I wasn’t assuming we were working in an episodic context. But if we are, then the agent isn’t getting differential feedback on its across-episode generalization behavior, so there is no reason for the model to develop dominant policy circuits that respond to episode boundaries (any more than ones that respond to some random perceptual bitvector).
Let me try again. It initially develops a reasonable goal because it doesn’t yet know a) playing the training game is instrumentally correct for a bunch of other goals and/or b) how to play the training game in a way that is instrumentally correct for these otehr goals.
By the same assumptions, it seems reasonable to speculate that it doesn’t know a) allowing itself to change in certain ways from gradient updates would be un-instrumental and/or b) how to prevent itself from changing in these ways. Furthermore it’s not obvious that the “reasonable goal” it learns will incentivise figuring this out later.
In my model, having a goal of X means the agent’s policy circuits are differentially sensitive to (a.k.a. care about) the features in the world that it recognizes as relevant to X (as represented in the agent’s own ontology), because that recognition was selected for in the past. If it has a “reasonable goal” of X, then it doesn’t necessarily want to “play the training game” instrumentally for an alternative goal Y, at least not along dimensions where Y diverges from X, even if it knows how to do so and Y is another (more) highly-rewarded goal. If it does “play the training game”, it wants to play the training game in the service of X.
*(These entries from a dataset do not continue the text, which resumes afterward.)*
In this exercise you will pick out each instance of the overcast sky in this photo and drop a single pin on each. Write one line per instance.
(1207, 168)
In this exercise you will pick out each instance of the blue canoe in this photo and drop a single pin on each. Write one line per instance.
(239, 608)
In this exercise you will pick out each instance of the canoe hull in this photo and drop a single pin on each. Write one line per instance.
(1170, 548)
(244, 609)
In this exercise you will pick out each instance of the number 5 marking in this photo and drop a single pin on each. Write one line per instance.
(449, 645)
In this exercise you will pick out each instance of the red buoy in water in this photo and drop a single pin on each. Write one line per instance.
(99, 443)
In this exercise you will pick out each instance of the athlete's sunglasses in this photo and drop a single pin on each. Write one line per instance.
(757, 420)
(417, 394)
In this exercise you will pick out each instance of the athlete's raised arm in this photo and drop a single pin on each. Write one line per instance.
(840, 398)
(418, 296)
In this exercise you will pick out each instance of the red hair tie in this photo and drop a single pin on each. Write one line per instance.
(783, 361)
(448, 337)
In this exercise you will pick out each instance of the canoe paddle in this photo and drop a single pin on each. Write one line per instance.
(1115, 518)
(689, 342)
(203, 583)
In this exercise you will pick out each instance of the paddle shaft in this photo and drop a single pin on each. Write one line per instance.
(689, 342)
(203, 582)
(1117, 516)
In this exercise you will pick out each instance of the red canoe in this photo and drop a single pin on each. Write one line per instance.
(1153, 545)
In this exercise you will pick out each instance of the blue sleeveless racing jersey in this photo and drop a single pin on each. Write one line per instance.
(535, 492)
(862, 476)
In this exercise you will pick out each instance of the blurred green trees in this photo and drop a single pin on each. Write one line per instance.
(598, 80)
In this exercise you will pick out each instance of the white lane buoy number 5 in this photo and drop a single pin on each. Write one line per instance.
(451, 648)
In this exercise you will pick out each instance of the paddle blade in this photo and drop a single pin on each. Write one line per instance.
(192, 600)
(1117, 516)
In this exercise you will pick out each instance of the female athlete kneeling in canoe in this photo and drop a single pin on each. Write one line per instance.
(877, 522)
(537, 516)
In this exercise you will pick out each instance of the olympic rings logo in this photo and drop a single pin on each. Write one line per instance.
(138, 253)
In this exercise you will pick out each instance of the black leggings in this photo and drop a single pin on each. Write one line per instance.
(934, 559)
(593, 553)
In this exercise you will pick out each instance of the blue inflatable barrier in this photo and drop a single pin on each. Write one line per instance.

If the agent never gets updated again, its policy circuits stay as they are, so its goal remains fixed at X. Otherwise, since we know X-seeking is a rewarded strategy (otherwise, how did we entrain X in the first place?), and since its existing policy is X-seeking, new updates will continue to flow from rewards that it gets from trying to seek X (modulo random drift from accidental rewards). By default[1] those updates move it around within the basin of X-seeking policies, rather than somehow teleporting it into another basin that has high reward for X-unrelated reasons. So I think that if we got a reasonable X goal early on, the goal will tend to stay X or something encompassing X. Late in training, once the agent is situationally-aware, it can start explicitly reasoning about what actions will keep its current “reasonable” goal intact.
To give an example, if my thoughts have historically been primarily shaped by rewards flowing from having “eating apples” as my goal, then by default I’m going to persist in apple-seeking and apple-eating behavior/cognition (unless some event strongly and differentially downweights that cognition, like getting horribly sick from a bad apple), which will tend to steer me towards more apples and apple-based reinforcement events, which will further solidify this goal in me.